すぐに心肺蘇生を開始しなければならなかったが、夜勤の看護師一人では全く手が足りない。看護師にアンビューバック(手動で空気を送り込む器具)を持ってくるよう指示しつつ、近くの介護スタッフに別病棟の看護師を呼んでくるよう要請した。みるみる呼吸は弱くなっていく。看護師はまだ帰ってこない。数十秒が長く感じる。まもなく看護師が戻り、補助呼吸を開始する。しかし徐々に心拍は弱くなり、まもなく心臓が停止した。すぐに心臓マッサージを開始、同時に病棟看護師にはボスミン1アンプル投与を指示、たったいま到着した別病棟の看護師に補助呼吸を任せた。心臓マッサージを続けるが心拍は戻らない。もうだめか。半ばあきらめつつ、ボスミン追加を指示したそのとき、心拍が戻った。徐々に自発呼吸も戻ってきた。心肺蘇生は成功した。離れたところで見ていた介護スタッフが小さく拍手していた。

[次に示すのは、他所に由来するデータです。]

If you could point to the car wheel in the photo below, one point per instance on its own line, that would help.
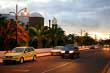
(62, 56)
(5, 62)
(34, 58)
(21, 60)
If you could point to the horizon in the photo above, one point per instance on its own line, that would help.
(73, 15)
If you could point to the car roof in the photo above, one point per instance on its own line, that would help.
(23, 47)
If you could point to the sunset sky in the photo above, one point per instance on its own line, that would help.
(92, 16)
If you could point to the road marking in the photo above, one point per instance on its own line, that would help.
(22, 70)
(56, 67)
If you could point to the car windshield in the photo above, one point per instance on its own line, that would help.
(68, 47)
(58, 47)
(18, 50)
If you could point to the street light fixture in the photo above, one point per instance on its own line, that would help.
(23, 12)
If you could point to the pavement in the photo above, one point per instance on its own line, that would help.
(90, 61)
(106, 69)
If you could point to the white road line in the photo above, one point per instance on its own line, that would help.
(22, 70)
(56, 67)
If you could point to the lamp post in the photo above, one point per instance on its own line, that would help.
(23, 12)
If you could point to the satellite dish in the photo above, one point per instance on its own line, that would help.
(54, 21)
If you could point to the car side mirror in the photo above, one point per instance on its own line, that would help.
(25, 51)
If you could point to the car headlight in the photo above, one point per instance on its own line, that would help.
(71, 51)
(62, 51)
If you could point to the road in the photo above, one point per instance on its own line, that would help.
(90, 61)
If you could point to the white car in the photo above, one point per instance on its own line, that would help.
(57, 50)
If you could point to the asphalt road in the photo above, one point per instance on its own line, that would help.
(90, 61)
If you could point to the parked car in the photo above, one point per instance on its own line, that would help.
(92, 47)
(70, 51)
(20, 54)
(56, 50)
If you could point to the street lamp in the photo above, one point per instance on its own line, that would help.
(23, 12)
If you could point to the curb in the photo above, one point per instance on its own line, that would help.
(107, 68)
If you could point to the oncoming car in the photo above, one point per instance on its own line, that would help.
(70, 51)
(56, 50)
(20, 54)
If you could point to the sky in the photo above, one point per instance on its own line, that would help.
(91, 16)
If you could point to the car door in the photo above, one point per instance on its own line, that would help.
(30, 53)
(27, 54)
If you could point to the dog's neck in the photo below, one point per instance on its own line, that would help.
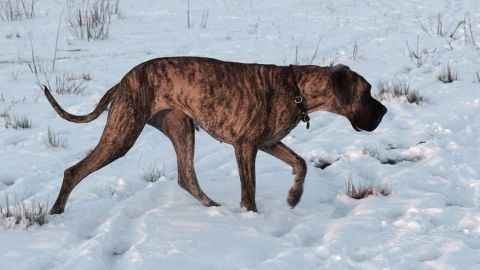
(317, 89)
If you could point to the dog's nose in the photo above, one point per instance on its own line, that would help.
(384, 110)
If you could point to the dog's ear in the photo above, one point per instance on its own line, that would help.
(341, 77)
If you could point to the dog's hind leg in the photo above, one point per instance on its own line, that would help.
(246, 154)
(124, 124)
(179, 128)
(282, 152)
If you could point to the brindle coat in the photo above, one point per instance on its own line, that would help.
(250, 106)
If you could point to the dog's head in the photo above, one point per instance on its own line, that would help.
(352, 93)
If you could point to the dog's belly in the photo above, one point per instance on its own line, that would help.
(233, 119)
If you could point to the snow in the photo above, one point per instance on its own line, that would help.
(116, 220)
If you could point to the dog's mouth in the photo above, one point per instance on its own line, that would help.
(356, 128)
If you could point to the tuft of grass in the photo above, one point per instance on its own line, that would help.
(17, 122)
(70, 85)
(448, 75)
(417, 55)
(400, 90)
(54, 139)
(19, 213)
(152, 174)
(363, 191)
(91, 20)
(16, 10)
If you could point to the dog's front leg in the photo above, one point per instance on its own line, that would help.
(299, 167)
(246, 154)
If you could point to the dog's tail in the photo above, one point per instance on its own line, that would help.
(102, 104)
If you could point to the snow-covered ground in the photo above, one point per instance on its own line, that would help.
(116, 220)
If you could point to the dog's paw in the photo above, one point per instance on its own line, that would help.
(294, 196)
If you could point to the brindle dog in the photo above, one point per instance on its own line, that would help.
(250, 106)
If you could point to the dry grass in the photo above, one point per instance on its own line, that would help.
(19, 213)
(417, 55)
(17, 122)
(363, 191)
(152, 174)
(90, 20)
(70, 85)
(54, 139)
(16, 10)
(448, 75)
(400, 90)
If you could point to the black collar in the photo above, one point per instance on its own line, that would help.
(300, 100)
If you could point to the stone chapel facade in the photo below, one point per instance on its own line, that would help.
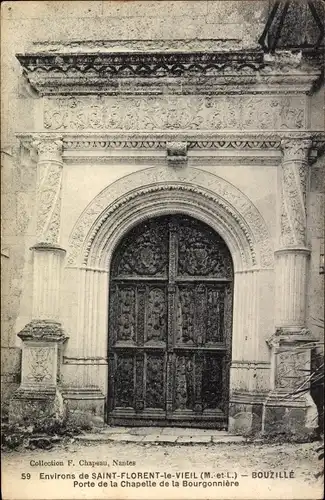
(163, 216)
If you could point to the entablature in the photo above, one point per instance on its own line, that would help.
(177, 72)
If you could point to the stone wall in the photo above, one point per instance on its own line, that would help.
(107, 25)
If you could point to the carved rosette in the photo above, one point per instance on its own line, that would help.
(294, 186)
(50, 164)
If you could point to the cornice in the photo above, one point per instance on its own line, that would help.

終わろうとしていた生命が救われた。もしカルテにNo CPRと書かれていたら、もうここにこの人はいない。もしもう一人看護師を呼んでいなかったら。もし心肺蘇生の手順を知らなかったら。一つ条件が違ったらここに生命はなかった。今、目の前に一人の人が生きている。良いことをした気になる。

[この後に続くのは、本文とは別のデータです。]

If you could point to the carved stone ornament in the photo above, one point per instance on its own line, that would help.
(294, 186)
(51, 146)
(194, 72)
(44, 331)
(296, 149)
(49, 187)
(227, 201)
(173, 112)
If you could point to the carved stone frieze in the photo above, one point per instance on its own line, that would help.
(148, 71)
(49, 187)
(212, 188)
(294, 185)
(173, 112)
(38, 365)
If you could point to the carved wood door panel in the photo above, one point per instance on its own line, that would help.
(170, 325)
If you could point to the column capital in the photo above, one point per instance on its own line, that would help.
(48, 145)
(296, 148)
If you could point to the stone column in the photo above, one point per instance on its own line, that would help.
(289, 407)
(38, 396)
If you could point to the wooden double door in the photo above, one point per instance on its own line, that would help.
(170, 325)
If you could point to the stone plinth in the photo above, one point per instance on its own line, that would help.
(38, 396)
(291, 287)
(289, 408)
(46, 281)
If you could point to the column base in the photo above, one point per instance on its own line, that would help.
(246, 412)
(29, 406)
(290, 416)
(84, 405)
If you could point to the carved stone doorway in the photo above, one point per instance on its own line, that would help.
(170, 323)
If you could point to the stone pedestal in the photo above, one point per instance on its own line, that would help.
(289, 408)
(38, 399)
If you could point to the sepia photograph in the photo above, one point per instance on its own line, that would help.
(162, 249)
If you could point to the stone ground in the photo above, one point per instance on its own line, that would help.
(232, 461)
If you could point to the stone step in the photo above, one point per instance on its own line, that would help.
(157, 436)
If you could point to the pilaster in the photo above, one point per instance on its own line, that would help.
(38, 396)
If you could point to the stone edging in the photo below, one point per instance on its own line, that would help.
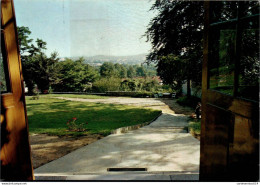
(133, 127)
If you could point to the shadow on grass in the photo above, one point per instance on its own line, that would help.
(51, 117)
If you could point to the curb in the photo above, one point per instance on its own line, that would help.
(133, 127)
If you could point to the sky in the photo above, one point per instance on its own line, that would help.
(88, 27)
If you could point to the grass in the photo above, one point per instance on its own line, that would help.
(48, 115)
(84, 96)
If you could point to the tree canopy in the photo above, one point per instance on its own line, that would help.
(177, 32)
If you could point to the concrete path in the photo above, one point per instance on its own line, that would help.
(164, 148)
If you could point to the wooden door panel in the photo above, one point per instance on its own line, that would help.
(230, 122)
(15, 148)
(216, 144)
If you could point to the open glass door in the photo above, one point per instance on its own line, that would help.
(15, 149)
(230, 98)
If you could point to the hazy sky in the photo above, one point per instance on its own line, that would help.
(87, 27)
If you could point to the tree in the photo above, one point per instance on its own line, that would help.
(140, 71)
(107, 70)
(74, 76)
(37, 67)
(131, 72)
(177, 31)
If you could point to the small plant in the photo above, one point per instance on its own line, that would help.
(74, 126)
(36, 95)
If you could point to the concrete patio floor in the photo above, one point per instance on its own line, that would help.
(164, 148)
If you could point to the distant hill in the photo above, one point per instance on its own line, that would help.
(100, 59)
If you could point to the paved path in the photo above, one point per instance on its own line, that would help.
(162, 147)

しかし、もし本当に〝良いこと〟であれば、どんな場合でも常にこうするべきだろう。ところが逆に、蘇生せず最期を迎えることが〝良いこと〟になることもある。何をもって、心肺蘇生をするのが良い、悪いと決められるだろうか。その人の状態によって良いか悪いかを決めるなら、それはいのちの選別である。

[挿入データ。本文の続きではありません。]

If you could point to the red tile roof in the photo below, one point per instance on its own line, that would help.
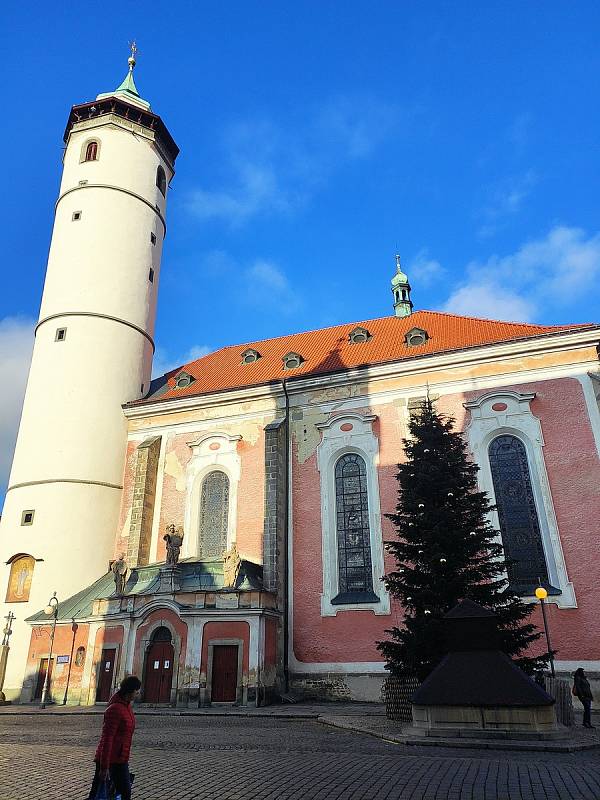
(330, 350)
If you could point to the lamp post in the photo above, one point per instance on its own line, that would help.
(74, 627)
(541, 595)
(51, 609)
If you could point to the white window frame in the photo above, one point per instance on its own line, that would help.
(518, 420)
(206, 458)
(334, 444)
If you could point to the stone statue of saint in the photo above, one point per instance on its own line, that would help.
(174, 540)
(231, 566)
(119, 571)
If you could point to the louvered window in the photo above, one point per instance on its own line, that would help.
(214, 515)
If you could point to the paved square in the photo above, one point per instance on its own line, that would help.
(49, 757)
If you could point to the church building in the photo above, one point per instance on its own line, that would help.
(219, 531)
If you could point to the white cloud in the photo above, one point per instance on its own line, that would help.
(425, 270)
(164, 362)
(16, 344)
(549, 274)
(274, 169)
(506, 201)
(268, 287)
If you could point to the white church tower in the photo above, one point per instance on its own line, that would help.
(93, 352)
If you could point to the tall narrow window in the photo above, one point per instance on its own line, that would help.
(353, 532)
(91, 151)
(214, 515)
(517, 513)
(161, 181)
(19, 581)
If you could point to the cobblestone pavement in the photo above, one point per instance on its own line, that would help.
(228, 758)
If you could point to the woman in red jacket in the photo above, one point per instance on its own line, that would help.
(112, 755)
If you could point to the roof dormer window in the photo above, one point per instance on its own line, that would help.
(359, 335)
(250, 356)
(183, 380)
(415, 337)
(292, 360)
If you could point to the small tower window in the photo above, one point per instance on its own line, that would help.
(183, 380)
(292, 360)
(415, 337)
(359, 335)
(161, 181)
(91, 151)
(250, 356)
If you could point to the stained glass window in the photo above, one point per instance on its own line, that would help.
(352, 528)
(519, 523)
(214, 513)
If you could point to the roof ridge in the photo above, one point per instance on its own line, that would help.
(256, 342)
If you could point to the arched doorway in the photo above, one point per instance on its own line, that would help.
(159, 667)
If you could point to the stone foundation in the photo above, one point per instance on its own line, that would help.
(535, 719)
(338, 687)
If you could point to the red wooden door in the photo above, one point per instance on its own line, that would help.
(224, 677)
(42, 677)
(159, 673)
(107, 668)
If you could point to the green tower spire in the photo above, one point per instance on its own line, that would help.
(401, 291)
(127, 89)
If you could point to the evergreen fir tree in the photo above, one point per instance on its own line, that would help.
(446, 551)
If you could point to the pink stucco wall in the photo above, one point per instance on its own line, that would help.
(574, 474)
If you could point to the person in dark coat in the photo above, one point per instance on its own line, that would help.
(112, 754)
(582, 690)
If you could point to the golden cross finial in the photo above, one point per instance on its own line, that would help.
(131, 59)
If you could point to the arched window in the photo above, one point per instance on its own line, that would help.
(161, 180)
(162, 634)
(91, 151)
(80, 657)
(19, 581)
(352, 529)
(517, 513)
(214, 515)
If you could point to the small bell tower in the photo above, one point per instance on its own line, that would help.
(401, 290)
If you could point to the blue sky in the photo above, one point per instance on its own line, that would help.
(317, 138)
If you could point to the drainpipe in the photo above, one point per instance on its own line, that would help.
(286, 593)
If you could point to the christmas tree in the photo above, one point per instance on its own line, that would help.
(446, 551)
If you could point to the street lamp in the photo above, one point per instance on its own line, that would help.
(541, 595)
(51, 610)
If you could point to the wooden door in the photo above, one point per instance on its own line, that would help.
(224, 673)
(159, 673)
(42, 677)
(105, 677)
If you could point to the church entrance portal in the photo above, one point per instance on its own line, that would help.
(107, 668)
(224, 673)
(158, 675)
(42, 677)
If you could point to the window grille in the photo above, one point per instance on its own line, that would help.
(352, 526)
(91, 151)
(214, 515)
(517, 513)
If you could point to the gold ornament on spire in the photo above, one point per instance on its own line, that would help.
(131, 60)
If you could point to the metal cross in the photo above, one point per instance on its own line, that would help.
(8, 628)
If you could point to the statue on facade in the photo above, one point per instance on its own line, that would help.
(231, 566)
(174, 539)
(119, 571)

一般的には本人の意思か、それが確認できなければ家族の意思が決定するということになる。そして心肺蘇生を望まない理由として、多くの方は「自然に最後を迎えたい」といわれる。では「自然に」とはどういうことだろうか。多くの場合、全く何もしないでほしいということではない。苦痛をとる治療はしてほしいというのが普通である。しかし、長く生きたいと願うこともまた「自然」といえるだろう。結局、心肺蘇生を望むにしても望まないにしても、自分が良いと思うとおりにし、悪いと思うことをさけることを「自然」といっているのではないか。

児玉曉洋先生は、『正信偈』に見られる「自然《じねん》」について、『末燈鈔』の「行者のよからんともあしからんともおもわぬを、自然とはもうすぞとききて候う」(聖典六〇二頁)という箇所を示されて、このように述べられる。

「善・悪の彼岸に立ち、一如の道理に基づいて、そのように在らしめられて在る」。この時、人は〝いのち〟を切り嘖《さいな》む一切の相対的価値から解放されて、絶対の尊厳性を獲得するのであります。それは無条件の救済であります。阿弥陀仏の本願を憶念するとき、ただちに、現生においてこの自然の道理によって、無条件の救済にあずかり、絶対の尊厳性を獲得するのであります。(『児玉曉洋選集第八巻』「正信偈響流」五五頁)

自分の思いを通して心肺蘇生を良いか悪いかと考えているうちは絶対の尊厳性ではなく、相対的価値の中にいるのだろう。願力自然の道理は、業道自然によって意思する私たちに、足下にある絶対の尊厳性に気づくようはたらきかけているといえる。私たちはどちらを選択するかの前に、どこに立って意思するのかが問われているのではないか。